We're going to work on this with low priority as we collect more data since the issue is hard to reproduce on demand.
I have a similar problem on GKE
My helm_release has a high timeout of 3000, and sometimes its fails with message:
Kubernetes Cluster Unreachable
BUT most of the times that helm_release would be deployed in the backend.
I've had the issue with kubedb, both on AKS as on a bare-metal cluster. They have this as an open issue: https://github.com/kubedb/project/issues/504
I'm also experiencing this, deploying the Gloo helm chart via terraform. In my case, I have a tf-modules repo that I import.. Gloo deploys just fine, but terraform keeps waiting for it to finish and eventually times out, though the deployment ended minutes ago...
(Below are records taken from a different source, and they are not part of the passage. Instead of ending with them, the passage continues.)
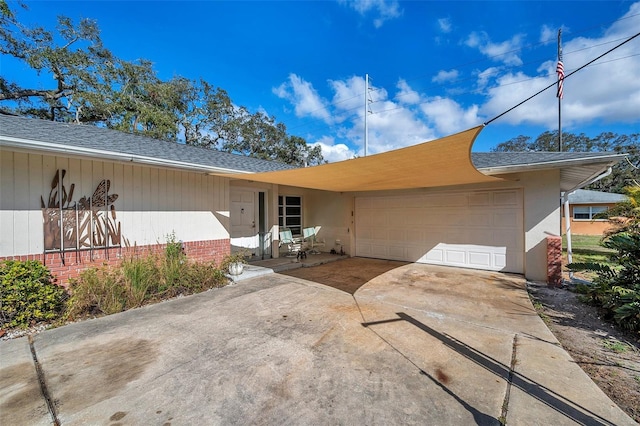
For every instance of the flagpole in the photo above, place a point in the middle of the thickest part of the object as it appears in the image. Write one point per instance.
(560, 71)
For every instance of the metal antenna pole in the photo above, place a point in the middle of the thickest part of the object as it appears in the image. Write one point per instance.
(560, 84)
(366, 108)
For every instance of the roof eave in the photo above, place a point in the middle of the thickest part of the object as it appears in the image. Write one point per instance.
(49, 147)
(607, 161)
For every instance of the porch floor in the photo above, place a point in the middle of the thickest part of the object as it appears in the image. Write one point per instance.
(258, 267)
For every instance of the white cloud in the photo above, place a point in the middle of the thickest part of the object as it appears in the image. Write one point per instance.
(606, 92)
(333, 152)
(444, 76)
(384, 9)
(406, 94)
(449, 116)
(445, 25)
(304, 97)
(505, 52)
(547, 35)
(485, 75)
(601, 93)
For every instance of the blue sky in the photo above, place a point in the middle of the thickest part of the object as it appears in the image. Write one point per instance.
(436, 68)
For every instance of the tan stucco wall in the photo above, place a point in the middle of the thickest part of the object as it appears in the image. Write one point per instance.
(152, 202)
(586, 227)
(334, 212)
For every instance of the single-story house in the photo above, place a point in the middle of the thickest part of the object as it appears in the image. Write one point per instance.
(115, 194)
(584, 205)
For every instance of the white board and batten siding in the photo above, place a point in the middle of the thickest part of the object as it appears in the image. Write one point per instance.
(472, 229)
(152, 202)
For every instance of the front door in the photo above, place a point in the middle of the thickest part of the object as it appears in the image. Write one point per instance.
(244, 218)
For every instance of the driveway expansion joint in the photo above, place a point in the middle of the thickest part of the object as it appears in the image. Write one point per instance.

I ran into this issue and I solved this by deleting jobs that can't be "recreated" like Kubernetes Jobs which were created as part of a helm deployment. Then the Terraform Helm module worked as expected for my use case.
Most helpful comment
Experiencing this with the prometheus operator (as does this issue potentially https://github.com/helm/charts/issues/21913).
Same symptoms as above. Everything in kubectl is running, helm chart stuck on 'pending-install'. As soon as terraform times out, helm chart goes to 'failed'. Installing with helm manually works no problem.